At 5 o’clock in the afternoon, the detective, on his way to the train, stopped a moment at the clerk’s desk to bid him goodby. Pleasantries were exchanged, the two men had shaken hands, when the clerk hurled a parting bit of badinage.
“Too bad you will not meet the American ladles in Berlin.” he said. “They have gone to Genoa.”
The detective made enough inquiries to convince him that the information was undoubtedly correct and changed his own plans accordingly.
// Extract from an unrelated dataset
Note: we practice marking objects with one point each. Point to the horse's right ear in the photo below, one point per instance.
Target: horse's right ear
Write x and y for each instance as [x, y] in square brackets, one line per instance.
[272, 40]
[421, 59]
On the way down to the Italian city he cudgeled his mind to determine how he should go about it to get track of his lost immigrants. They would reach Genoa several hours ahead of him and might even have sped on to another city before his arrival. There was only one chance by means of which he might get trace of them — the red trunk.
So when he reached Genoa he made anxious inquiries of the man who had charge of the baggage concerning two ladies whose present address he wished to learn. Speaking no Italian he had difficulty in making himself understood, but at last sought to identify his friends by explaining that among their baggage was a red trunk. The baggage hands were questioned, and at last a man was found who had sent the box that was covered with the hide of the brindle cow.
It had been transferred to the wharf of a steamship company that operated a line of boats between Genoa and Constantinople.
Again the detective resumed his travels, only to to find when he reached the city of the sultan that he had lost all track of the women. Nobody had seen the red trunk — nobody at any of the hotels had seen the women. And he was on the point of returning to Southampton to report his failure when something happened.
Becker and Chapman were arrested by the Turkish authorities for selling forged bonds! Their trial brought their wives in public to their sides, and by shadowing them their new habitation was learned.
Becker and Chapman were quickly found guilty and sentenced to a long term of Imprisonment In Smyrna. The jail was a flimsy affair and in a few weeks they escaped. Simultaneously with their departure Mrs. Becker and Mrs. Chapman went to London, the detective following and tracking them to a boarding house in an obscure part of the city. Within a week their husbands joined them, together with the other two men who robbed the Third National bank of Baltimore, and within another week Mrs. Chapman was dead.
The cause of her death will perhaps never be known. The end came suddenly. It has always been supposed that she was poisoned by some member of the band.
After Mrs. Chapman’s death the party separated. Chapman came to the United States, robbed another bank, was caught, convicted and sentenced to twelve years’ imprisonment. Becker came to Brooklyn, where a policeman arrested him in the act of making the plates for a 1000 franc French note. The red trunk was never found.
Others may wonder, as I did at first, why Mrs. Becker’s father betrayed her husband to the secret service. I put the question to the man flatly.
“Charlie didn’t treat me right.” he said. “He and I were in on a counterfeiting deal one time and he got all the best of it. I never could bear a dishonest man. And. besides, I didn’t want my daughter to go to Europe to meet him.”
Byrnes’ 1886 profile of Becker took his career up to his imprisonment in the King’s County Penitentiary, from which he was freed in 1887. In 1892 he roamed the upper midwest and northeast with forging partners Richard Lennox, Joe English, and Robert Bowman. He and his team then went to California, where they were captured and tried. Charlie was sentenced to seven years in San Quentin, but with good behavior was released in 1903.
Opon his return to Brooklyn, there were rumors that the American Banking Association offered Becker a living stipend just to help keep him honest. Towards the end of his life, he was employed by the Pinkerton’s as an informant patrolling racetracks. He and his with lived as John and Anna Becker in Brooklyn. He died of diabetes in September, 1916. His wife Anna Haering, ever loyal, died just a couple of weeks after Charlie. They are buried in Brooklyn’s Evergreen Cemetery.